Ставятся также эксперименты меньшего масштаба и часто со сглаженным когнитивным рельефом: практически никаких следов большинства описанных В. А. Штоффом атрибутов здесь обнаружить не удается. В гносеологическом плане такие познавательные паттерны используются для решения тех или иных вспомогательных вопросов, композиционной роли практически не играют, а с лингвистической точки зрения обычно выражаются в форме так называемого сложного синтаксического целого — не выделенной графически единицы речи, состоящей из нескольких предложений, раскрывающих одну микротему и объединенных по смыслу и структурно11. Для примера назовем то место из «Философии права» С. В. Моисеева, где с целью объяснения принципа различия Ролза в двух абзацах и с помощью небольшой таблицы очерчена искусственная ситуация выбора оптимального общества индивидом, который находится за занавесом неведения12. Или — переходя уже к практической юриспруденции — процитируем американского судью и автора «Общего права» О. У. Холмса, следующим образом опровергнувшего тезис о невозможности привлечения к уголовной ответственности женщин по так называемому «Акту о транспортировке белых рабов» 1910 г.: «Предположим, например, что профессиональная проститутка, которая так же хорошо может позаботиться о себе, как и мужчина, предложит ему и совершит поездку, упоминаемую актом 1910 г., в надежде шантажировать мужчину, и купит железнодорожный билет или оплатит проезд от Джерси до Нью-Йорка. В таком случае она подпадет под действие акта 1910 г., и мы не видим, почему она не должна нести ответственности»13.

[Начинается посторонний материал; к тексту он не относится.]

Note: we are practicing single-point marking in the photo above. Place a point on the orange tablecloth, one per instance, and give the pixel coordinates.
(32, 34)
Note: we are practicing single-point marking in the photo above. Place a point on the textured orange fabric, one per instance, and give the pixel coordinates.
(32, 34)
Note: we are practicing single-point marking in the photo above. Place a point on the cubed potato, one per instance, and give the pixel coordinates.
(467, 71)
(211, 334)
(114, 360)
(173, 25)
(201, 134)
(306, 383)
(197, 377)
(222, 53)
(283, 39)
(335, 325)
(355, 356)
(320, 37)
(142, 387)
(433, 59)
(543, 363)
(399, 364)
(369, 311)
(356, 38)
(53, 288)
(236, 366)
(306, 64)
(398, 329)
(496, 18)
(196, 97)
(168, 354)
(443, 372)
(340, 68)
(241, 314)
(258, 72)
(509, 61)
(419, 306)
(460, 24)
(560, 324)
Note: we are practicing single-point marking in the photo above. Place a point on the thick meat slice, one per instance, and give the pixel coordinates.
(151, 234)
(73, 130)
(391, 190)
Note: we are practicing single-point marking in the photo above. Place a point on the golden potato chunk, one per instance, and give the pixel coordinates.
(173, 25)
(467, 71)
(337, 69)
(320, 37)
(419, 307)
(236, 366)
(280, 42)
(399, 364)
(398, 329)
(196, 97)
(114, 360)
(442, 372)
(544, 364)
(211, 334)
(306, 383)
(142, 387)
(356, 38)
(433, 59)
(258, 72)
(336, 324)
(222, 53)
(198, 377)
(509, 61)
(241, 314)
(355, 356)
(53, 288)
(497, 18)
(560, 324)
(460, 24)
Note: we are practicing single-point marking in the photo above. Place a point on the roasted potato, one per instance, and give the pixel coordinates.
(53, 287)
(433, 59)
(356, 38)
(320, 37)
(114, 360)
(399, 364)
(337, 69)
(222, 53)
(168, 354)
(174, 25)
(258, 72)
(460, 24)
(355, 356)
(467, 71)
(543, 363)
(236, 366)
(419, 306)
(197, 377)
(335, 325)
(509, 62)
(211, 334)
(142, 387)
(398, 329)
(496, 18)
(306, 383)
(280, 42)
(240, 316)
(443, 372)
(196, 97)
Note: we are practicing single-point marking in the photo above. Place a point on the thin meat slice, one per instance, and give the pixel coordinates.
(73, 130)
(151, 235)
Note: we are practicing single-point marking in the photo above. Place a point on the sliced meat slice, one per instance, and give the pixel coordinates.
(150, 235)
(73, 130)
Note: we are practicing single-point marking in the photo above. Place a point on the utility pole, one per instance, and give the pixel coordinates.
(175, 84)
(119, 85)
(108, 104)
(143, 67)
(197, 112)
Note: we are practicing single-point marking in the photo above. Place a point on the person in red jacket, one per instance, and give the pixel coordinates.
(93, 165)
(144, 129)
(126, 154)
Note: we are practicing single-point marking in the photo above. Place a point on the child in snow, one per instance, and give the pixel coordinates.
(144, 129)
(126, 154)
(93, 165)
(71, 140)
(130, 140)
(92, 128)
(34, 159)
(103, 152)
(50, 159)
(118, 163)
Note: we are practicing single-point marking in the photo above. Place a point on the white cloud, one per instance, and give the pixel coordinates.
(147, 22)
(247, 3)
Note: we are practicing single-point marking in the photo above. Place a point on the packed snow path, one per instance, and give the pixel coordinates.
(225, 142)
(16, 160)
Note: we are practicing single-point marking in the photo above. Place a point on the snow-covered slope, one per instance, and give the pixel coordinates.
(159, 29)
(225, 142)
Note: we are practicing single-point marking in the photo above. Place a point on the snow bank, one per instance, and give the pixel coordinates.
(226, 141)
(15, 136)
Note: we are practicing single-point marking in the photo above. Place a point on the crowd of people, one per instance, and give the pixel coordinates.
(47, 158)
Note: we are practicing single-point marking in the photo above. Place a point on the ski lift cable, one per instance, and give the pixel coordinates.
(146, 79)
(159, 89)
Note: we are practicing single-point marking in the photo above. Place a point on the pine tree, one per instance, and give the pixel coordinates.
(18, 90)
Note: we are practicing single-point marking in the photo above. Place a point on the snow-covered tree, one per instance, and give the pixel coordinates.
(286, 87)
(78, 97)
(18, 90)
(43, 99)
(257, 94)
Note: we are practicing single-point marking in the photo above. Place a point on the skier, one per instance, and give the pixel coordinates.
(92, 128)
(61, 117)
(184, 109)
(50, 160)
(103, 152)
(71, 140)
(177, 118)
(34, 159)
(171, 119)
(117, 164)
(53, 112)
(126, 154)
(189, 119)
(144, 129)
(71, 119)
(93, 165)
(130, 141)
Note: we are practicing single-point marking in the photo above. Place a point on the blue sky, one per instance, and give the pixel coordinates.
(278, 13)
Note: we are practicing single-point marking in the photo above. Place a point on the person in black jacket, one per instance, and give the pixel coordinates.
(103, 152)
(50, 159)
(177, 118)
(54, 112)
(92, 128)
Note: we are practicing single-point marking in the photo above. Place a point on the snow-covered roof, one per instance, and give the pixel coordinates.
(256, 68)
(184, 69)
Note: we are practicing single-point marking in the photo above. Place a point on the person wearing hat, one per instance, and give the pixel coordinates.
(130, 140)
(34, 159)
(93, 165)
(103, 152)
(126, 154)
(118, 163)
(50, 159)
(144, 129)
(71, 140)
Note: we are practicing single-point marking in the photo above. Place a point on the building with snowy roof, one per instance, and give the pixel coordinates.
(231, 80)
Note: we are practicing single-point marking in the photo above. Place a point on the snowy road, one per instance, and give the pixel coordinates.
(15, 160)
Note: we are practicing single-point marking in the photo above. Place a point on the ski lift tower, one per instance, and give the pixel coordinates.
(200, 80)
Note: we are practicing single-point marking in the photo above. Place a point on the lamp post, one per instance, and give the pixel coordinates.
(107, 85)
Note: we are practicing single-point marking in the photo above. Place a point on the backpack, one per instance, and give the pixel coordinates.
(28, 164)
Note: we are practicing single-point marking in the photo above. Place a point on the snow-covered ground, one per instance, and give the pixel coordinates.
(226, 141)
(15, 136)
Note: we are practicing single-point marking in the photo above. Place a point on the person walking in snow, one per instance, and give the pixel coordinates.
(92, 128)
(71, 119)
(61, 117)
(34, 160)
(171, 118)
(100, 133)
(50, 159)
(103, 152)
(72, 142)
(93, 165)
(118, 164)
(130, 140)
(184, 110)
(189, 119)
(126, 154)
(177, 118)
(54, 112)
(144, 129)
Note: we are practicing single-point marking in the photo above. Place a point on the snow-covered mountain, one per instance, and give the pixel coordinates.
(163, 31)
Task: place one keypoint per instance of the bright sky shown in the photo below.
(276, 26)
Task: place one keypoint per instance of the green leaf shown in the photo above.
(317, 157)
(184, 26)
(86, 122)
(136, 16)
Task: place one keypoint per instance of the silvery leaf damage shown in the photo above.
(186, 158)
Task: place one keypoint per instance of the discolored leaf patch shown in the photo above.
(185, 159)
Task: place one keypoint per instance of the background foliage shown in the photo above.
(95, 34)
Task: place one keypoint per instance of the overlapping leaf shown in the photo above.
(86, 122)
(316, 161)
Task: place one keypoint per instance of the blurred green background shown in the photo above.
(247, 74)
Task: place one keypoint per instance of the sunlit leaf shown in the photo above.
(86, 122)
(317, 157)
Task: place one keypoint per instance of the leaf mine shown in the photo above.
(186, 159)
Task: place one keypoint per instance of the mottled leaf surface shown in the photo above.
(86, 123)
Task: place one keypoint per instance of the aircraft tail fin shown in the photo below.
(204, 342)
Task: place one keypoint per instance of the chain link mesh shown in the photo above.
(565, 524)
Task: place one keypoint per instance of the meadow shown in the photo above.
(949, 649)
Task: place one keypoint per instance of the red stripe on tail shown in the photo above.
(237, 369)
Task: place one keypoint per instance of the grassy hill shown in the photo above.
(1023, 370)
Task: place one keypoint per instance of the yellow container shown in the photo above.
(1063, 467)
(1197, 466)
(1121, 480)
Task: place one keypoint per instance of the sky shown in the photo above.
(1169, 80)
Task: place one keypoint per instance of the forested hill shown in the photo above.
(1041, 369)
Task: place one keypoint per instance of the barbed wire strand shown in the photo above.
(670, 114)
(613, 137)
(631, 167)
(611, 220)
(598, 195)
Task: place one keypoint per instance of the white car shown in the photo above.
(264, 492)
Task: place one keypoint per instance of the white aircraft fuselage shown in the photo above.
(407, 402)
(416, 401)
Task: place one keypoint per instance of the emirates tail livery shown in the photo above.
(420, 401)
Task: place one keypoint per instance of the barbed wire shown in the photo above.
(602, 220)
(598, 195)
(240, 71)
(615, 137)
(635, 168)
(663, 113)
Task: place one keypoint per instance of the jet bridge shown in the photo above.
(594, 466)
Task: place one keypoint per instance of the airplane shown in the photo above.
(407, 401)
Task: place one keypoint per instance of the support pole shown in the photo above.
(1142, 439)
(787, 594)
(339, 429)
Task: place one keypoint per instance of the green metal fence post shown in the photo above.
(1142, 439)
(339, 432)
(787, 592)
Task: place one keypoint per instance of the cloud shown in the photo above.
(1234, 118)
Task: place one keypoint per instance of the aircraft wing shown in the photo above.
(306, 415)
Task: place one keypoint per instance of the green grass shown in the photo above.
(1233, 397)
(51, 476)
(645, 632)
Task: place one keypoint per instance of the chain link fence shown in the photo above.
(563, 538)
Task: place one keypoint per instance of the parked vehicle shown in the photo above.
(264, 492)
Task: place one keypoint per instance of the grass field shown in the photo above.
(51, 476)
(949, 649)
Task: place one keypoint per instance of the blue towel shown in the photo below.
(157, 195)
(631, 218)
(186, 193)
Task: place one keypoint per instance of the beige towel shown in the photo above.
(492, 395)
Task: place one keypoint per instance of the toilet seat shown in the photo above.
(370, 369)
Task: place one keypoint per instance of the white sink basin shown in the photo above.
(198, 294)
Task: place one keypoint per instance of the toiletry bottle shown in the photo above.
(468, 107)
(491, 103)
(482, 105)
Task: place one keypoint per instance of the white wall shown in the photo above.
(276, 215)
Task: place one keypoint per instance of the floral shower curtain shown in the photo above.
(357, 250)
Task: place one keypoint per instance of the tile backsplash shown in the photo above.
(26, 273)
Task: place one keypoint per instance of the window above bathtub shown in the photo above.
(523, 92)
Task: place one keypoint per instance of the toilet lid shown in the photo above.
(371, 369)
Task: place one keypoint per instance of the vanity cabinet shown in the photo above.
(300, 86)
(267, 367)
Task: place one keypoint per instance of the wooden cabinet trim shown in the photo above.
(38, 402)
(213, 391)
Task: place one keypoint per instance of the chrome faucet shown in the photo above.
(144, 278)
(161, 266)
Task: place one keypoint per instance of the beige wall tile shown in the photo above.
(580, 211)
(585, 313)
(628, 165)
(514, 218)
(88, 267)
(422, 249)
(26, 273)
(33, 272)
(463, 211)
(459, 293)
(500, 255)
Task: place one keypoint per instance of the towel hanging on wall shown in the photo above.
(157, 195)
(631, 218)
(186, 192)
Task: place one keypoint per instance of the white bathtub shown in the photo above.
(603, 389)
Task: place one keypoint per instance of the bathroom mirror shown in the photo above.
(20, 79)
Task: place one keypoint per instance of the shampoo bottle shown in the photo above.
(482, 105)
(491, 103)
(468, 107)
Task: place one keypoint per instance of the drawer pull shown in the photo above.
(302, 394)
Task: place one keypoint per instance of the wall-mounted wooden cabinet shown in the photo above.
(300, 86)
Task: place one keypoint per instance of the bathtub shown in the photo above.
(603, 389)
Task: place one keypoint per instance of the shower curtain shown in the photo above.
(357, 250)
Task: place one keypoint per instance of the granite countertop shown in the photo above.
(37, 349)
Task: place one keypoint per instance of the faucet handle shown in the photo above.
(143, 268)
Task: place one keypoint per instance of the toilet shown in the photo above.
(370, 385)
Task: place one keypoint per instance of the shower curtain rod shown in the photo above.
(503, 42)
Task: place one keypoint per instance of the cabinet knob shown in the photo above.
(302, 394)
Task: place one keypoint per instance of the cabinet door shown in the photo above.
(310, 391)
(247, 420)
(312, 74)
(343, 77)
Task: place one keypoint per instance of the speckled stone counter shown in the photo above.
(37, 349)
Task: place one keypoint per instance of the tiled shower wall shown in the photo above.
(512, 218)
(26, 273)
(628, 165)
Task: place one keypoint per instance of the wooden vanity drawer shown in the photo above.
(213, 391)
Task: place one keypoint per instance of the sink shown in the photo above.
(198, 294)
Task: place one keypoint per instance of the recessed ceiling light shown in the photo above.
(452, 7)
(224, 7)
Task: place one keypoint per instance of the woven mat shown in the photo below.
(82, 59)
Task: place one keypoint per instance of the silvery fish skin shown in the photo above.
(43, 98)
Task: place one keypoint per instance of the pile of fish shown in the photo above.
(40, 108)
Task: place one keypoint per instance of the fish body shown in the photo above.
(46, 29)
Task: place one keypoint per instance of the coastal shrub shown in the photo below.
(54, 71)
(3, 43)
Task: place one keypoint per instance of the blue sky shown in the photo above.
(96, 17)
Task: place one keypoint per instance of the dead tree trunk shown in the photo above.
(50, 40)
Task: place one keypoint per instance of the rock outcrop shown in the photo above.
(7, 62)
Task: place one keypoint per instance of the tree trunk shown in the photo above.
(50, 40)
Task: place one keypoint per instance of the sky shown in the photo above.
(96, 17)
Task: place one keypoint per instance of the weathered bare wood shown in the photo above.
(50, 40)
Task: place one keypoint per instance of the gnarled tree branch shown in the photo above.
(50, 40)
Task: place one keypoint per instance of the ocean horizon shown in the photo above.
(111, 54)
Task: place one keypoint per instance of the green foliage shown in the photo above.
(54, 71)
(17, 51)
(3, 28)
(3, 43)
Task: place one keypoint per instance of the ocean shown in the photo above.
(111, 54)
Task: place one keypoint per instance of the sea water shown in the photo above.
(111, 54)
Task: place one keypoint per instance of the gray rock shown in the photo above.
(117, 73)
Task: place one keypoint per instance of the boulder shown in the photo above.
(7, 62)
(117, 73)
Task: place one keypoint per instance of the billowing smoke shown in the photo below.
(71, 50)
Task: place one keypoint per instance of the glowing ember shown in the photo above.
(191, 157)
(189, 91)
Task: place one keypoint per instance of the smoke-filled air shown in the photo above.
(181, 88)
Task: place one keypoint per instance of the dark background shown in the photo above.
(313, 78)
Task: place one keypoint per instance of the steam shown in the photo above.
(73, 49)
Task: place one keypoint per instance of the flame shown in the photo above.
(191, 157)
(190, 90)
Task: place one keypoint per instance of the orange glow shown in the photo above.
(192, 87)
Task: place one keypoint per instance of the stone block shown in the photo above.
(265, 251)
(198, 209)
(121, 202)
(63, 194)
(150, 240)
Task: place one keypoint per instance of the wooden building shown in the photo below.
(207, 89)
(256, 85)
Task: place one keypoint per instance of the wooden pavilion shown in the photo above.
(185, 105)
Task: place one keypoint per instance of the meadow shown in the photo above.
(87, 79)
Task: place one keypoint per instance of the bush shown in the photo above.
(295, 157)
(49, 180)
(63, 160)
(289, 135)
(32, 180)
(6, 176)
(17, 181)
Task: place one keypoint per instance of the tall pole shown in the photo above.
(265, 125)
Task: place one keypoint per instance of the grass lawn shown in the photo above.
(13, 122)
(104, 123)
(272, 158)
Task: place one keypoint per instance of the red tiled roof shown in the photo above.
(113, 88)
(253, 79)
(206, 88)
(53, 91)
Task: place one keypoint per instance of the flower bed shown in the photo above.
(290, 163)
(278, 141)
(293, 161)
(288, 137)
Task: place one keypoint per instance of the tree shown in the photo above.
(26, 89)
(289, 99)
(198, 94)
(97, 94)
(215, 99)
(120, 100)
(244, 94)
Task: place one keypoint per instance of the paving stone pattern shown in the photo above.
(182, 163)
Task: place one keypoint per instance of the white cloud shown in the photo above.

Продолжая намечающуюся типологию, умственные операции среднего и небольшого формата мы бы обозначили как макроэксперименты. По мере продвижения вглубь слоев порождения и вербализации смыслов, видимо, удалось бы добраться до микроуровня — содержащих свернутый операциональный план изобразительных вкраплений непосредственно в состав отдельных предложений научного текста. Такова, допустим, бритва Оккама, в семантическом отношении оказывающаяся схемой выбора лучшего из конкурирующих объяснений14.

Не заходя столь далеко, обратимся к истории конкретного малообъемного философско-правового мысленного опыта.

Пуфендорф

Экстремальный и трагический случай крайней необходимости — коллизия человеческих жизней в том ее варианте, в котором количество выживших равно количеству погибших вследствие усилий, предпринятых в целях предотвращения гибели первых. В посвященной этой проблематике литературе нередко всплывает так называемая доска спасения — воображаемая кризисная ситуация противоборства двух очутившихся в открытом море жертв кораблекрушения за оказавшийся рядом деревянный обломок их затонувшего судна. Данная гипотетическая модель связана с именем немецкого теоретика права и юриста-международника XVII в. С. Пуфендорфа. Так, еще в 1962 г. Н. Н. Паше-Озерский в характерном для тех лет духе писал: «Буржуазные криминалисты долгое время высказывались по поводу приобретшей в буржуазной литературе известность „Пуфендорфовой доски спасения“ (орфография автора. — Г. С. 15. За истекшие десятилетия риторические интонации, а частично и теоретические приоритеты изменились, однако отечественные юристы и философы единогласно возводят этот образ к названному немецкому ученому16.

Увидевший свет в 1673 г. трактат Пуфендорфа «Об обязанностях человека и гражданина по естественному закону» действительно гласит: «Если двое подвергаются непосредственной смертельной опасности, при которой оба должны погибнуть, то одному из них, чтобы спасти себя, допустимо сделать что-нибудь, что может ускорить смерть другого. <…> Так и во время кораблекрушения, когда я схватил доску, которой двоих не удержать, если подплывающий человек попытается броситься на одну (ту же самую. — Г. С. ) доску и, скорее всего, мы разобьемся оба, я вправе оттолкнуть его силой»17.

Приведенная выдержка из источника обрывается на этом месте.